Index

DIY Arduino

Construction

An Embedded Board

Compact, Low Cost, DIY, Arduino Compatible



images/1-1.png

This article describes the construction of a compact, Arduino compatible board which can be used stand-alone, plugged into a prototyping board or built on to a larger board as part of a more complex project. It is 20mm by 44mm and uses an ATmega328 chip and can be programmed via a low cost USB to TTL serial cable using the Arduino IDE. The board is designed to be powered directly from the programming cable, therefore no on-board voltage regulator is required. Many low cost USB to TTL serial cables only provide four connections, i.e. 0v, 5v and TTL level Rx and Tx, with no reset line. Programming the chip therefore requires the reset button to be pressed as soon as the Arduino IDE status indicator changes from “Compiling sketch...” to “Uploading...”. Making the board using copper stripboard is straightforward and no custom PCB is required. Many people built “one-off” projects where the design and construction of a PCB is an unnecessary overhead, and the design described here can be fitted into one corner of a larger stripboard which may host other components and custom electronics.

Parts List

1 x 2,54mm (0.1") stripboard with at least 17 holes horizontally and 8 holes vertically with the copper strips running parallel to the short edge of the board.
1 x 28-pin DIL socket
1 x any ATmega328 chip, typically ATmega328P or ATmega328PU. It is best if this has already been flashed with a suitable boot-loader, i.e. Uno or Duemilanove.
1 x 16MHz crystal with approx 5.08mm (0.2") lead spacing.
2 x 22pf capacitors. These need to be relatively small disc type capacitors to fit the limited space available. See images in the Construction section.
1 x 1k resistor 0.25W.
1 x 470 ohm resistor 0.25W.
1 x Small LED to fit 2.54mm (0.1") hole spacing.
1 x Tactile switch for reset switch. Note: The one shown in the above image has two leads that will fit a 5.08mm hole spacing. Some similar switches with four leads may be difficult to fit in the available space.
1 x 4-way PCB socket strip.
Some short lengths of tinned copper wire.

In addition, either

1 x 3-way PCB header socket
1 x 4-way PCB header socket
1 x 14-way PCB header socket These can be made up from a number of smaller sockets but may need some filling to get them to fit side-by-side.

or

1 x 3-way PCB header plug
1 x 4-way PCB header plug
1 x 14-way PCB header plug These can be double ended plugs designed to take connection on both sides of a board or can be made from single sided plugs by carefully sliding the plastic spacer to one end of the pins with a straight edge such as a steel rule.

The Schematic

Very little circuitry is required to power and allow an ATmega328 chip to upload and run programs. The function of the majority of the pins on the chip will be determined by uploading software to it.

images/1-2.png

A typical USB to TTL Serial cable

Cables like this can be used to upload software to the board and communicate with programs when they are running. The black connection on the cable shown below is ground (0v), the red connection provides +5 volts (5v), the green connection provides transmitted data (Tx) from the computer the USB end of the cable is plugged into, and the white connection accepts data transmitted from, in this case, from the 328 chip. Other cables may vary. As long as you can determine which are the power connections on a specific cable, you should be able to work out the correct way round for the data connection by trial and error without damaging the chip. Always unplug the USB end of the cable before removing the connections to the board as transients can destroy the Rx input and prevent software from being uploaded.

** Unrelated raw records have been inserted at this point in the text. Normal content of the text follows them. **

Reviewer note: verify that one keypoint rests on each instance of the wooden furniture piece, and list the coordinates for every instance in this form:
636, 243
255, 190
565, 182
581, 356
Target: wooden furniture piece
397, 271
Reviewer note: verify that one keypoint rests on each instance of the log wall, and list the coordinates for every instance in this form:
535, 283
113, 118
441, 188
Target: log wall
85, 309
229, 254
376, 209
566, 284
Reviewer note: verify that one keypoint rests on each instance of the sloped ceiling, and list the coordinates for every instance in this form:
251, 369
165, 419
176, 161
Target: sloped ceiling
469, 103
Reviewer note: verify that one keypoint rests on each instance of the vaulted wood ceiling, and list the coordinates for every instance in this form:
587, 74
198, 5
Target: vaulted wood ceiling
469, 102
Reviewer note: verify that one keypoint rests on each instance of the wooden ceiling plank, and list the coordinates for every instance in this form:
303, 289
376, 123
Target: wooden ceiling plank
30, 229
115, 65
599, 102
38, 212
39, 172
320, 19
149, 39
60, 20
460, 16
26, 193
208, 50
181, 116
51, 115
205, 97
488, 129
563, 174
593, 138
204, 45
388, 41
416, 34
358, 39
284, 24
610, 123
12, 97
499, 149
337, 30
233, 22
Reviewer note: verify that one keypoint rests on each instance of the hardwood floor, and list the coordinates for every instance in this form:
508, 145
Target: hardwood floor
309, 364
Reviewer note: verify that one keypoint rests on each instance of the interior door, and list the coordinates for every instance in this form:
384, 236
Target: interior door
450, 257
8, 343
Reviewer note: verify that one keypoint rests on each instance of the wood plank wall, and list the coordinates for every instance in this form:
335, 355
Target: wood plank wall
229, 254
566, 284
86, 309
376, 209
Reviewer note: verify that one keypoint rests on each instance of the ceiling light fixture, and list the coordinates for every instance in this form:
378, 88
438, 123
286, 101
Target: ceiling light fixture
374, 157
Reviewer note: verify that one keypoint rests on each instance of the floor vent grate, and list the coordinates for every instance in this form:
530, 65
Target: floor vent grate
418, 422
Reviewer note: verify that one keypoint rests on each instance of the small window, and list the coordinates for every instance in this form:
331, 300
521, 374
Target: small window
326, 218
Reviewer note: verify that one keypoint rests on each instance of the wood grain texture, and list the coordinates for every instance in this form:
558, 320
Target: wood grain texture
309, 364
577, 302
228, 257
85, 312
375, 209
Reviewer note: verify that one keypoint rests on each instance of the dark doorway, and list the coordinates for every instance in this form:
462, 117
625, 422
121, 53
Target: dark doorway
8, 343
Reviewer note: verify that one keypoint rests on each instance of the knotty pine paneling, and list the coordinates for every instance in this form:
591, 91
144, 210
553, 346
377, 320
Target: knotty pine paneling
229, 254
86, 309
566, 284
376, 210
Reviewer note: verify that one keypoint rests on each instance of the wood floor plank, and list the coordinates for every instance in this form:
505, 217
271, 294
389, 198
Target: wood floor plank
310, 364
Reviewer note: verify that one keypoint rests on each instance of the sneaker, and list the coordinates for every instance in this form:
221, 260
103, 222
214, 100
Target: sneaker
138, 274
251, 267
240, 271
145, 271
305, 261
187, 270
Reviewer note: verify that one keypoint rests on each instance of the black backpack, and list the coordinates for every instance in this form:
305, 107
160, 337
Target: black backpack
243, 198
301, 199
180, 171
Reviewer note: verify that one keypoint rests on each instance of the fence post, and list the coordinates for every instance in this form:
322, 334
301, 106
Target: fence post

Obviously it is important to get the 0v and 5v power connections the correct way round, but the serial connection will not function correctly if Rx and Tx are not connected the right way round. The Tx connection on the cable must be connected to Rx on the board, and Rx on the cable must be connected to Tx on the board. That is, when the computer transmits, the board must receive, and when the board transmits the computer must receive.

Connections like those shown in the picture below can be held together with a small piece of tape to keep them in the same order as the programming pins on the board, however you still have to remember to connect the whole thing the right way round!